There’s plenty of spurious links between England’s last two performances and the game against the Toon Army. Fortunately Michael Owen didn't add to his recent tally, as I’m sure all the newspapers was expecting. Sam Allardyce may well have been the man at the helm of the national side under different circumstances. And the man currently in charge of England has a long-standing Rams connection.
One of the main talking points after the Israel game was whether McClaren would change a winning side after gambling so effectively on Heskey, Barry and Wright-Phillips.
However what should McClaren do next? We have a vital home match against Estonia in October before what could be the most crucial game of the group away to Russia. If Rooney, Lampard, Hargreaves and Beckham are fit, what should McClaren do then?
Not changing a winning side is the easiest option to take now. If there’s a hiccup a coach can always point to the last couple of performances and say the players under-performed, everything in the build up was the same, yada, yada.
However truly great managers make the right changes at the right time for the right reasons – or is it just lucky managers that do that?
If it were me I would certainly send the same starting XI out against Estonia, if nothing else to give the returning stars a kick up the backside and show them they have to win back their place. Even an under par display should be enough to see off an already eliminated side.
It’s the game against Russia that intrigues me the most.
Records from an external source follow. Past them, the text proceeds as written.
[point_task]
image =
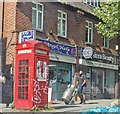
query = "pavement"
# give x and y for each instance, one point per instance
(60, 106)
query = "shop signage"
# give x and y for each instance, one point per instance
(89, 53)
(41, 51)
(97, 64)
(26, 36)
(60, 48)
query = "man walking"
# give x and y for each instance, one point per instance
(81, 83)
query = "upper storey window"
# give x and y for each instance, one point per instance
(37, 16)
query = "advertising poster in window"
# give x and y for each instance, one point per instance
(41, 72)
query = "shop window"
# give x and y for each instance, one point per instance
(23, 79)
(89, 32)
(106, 42)
(62, 24)
(37, 16)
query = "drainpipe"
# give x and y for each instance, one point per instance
(1, 37)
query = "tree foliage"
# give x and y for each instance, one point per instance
(108, 13)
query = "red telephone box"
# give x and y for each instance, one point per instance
(31, 75)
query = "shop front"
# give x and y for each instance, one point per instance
(100, 69)
(61, 67)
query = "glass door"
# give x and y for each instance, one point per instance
(97, 83)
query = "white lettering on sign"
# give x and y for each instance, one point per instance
(87, 52)
(24, 51)
(40, 51)
(102, 57)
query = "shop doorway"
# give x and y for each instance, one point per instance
(97, 84)
(59, 78)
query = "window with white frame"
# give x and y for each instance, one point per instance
(89, 32)
(62, 23)
(106, 42)
(37, 16)
(94, 3)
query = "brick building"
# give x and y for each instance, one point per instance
(64, 26)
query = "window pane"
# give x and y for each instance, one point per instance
(34, 18)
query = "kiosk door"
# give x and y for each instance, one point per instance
(22, 85)
(40, 97)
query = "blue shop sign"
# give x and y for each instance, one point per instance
(26, 36)
(60, 48)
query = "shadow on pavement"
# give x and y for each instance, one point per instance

Played in a hostile environment on a plastic surface needing to keep at bay the tricky Russian forwards what side would be best?
A lot of the praise thrown at Micah Richards has been well deserved, but I’m not completely convinced with his positioning when playing at right-back. A great centre-half he will undoubtedly be, but I believe that, if fit, it would be a good game to bring back Gary Neville.
I can hardly believe I’ve just written that, neither of the Neville brothers fill me with any great enthusiasm, but in that game, in that position, I think experience will prove to be vital.
And with Neville I would also play Beckham. There is no way in a million years Beckham would have scored the goal that Wright-Phillips managed against Israel, he would never have been that far up the pitch. But in a tight away match set plays will be even more important and Beckham’s delivery along with his defensive capabilities and knowledge of playing in front of Neville should prove invaluable.
One place I would leave well alone is in the centre of midfield. Barry was, for me, the most outstanding player over the last couple of games. And he looked to combine brilliantly with Gerrard, I would certainly leave Lampard and Hargreaves on the bench.
So to the greatest dilemma, who to play up top? One change looks as though it will be required against Estonia as Heskey appears to have an injury that will keep him out of the starting line-up. The choice will probably be narrowed down to Crouch or a returning Rooney? I believe this could be the most difficult decision of the lot.
Right now my gut instinct would be to go for Crouch for both matches. I’m no big fan of the lanky striker, but picking this team is about getting the right result so we can qualify for the European Championships.
Rooney might not like it, but bringing him back for these fixtures would enforce a complete change in the way we approach the game.
He is a world class player and will certainly be a major force should we reach the final stages, but, for now, let’s keep the momentum up and maintain the big man, little man partnership.